Italian association football club

Rende Calcio 1968 S.r.l. is an Italian football club, based in Rende, Calabria, currently playing in Serie D, the fourth highest football division in Italy.

== History ==

=== Rende Calcio ===

Old logo of Rende

The club was founded in 1968 with the name Sesso Rende and renamed as Rende Calcio. The club's first coach was the late Mario Portone, who afterward became the mayor of the Calabrian city, and won promotion to Serie C2 for their first time in 1978, and then even Serie C1 one year later. Rende played a consecutive five Serie C1 seasons before being relegated back to Serie C2 in 1984, and Serie D in 1987. In 1992 the club relegated again, this time to Eccellenza Calabria, and returned to Serie D only in 1997.
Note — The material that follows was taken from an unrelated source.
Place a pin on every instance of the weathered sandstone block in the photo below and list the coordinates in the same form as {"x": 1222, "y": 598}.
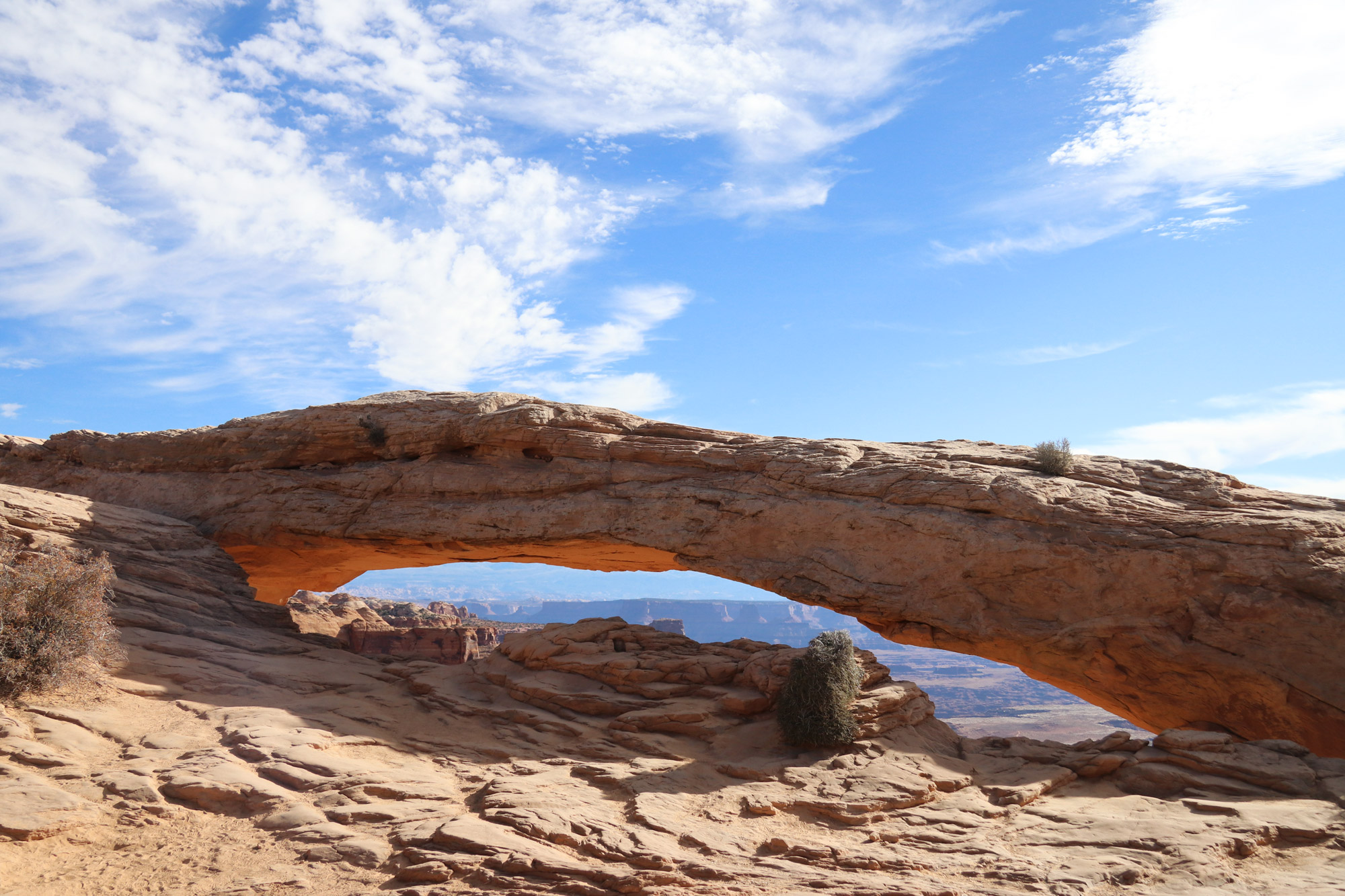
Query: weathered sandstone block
{"x": 1172, "y": 596}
Rende were relegated to Eccellenza again in 2000, but two consecutive promotions from 2003 to 2005 led the club back into professionalism, spending a total two seasons into Serie C2, and also playing in the Coppa Italia, losing 4–0 to Lazio in a one-legged round in Rome.

In July 2007 the club moved to Cosenza and changed its name to Fortitudo Cosenza, taking the place of local club A.S. Cosenza Calcio, that was facing financial problem. The owner of the club also changed from Franco Chiappetta to Damiano Paletta in March 2007.

=== S.S. Rende ===
The club was refounded in 2007 switching the denomination of the minor local club Santo Stefano to Società Sportiva Rende.

The club won Prima Categoria in 2008 and Promozione in 2009.

=== Return to Serie D ===
In the season 2012–13 the team was promoted from Eccellenza Calabria to Serie D to fill the vacancies created.

=== Return to Serie C ===
In the season 2016–17 the team played in Serie D and placed second in the football pitch. It also won the playoff final against Cavese for 2–1 at the Marco Lorenzon Stadium in Rende.

For this reason, the team was kicked off in Serie C 2017–2018.

== Colors and badge ==
The team's colors are red and white.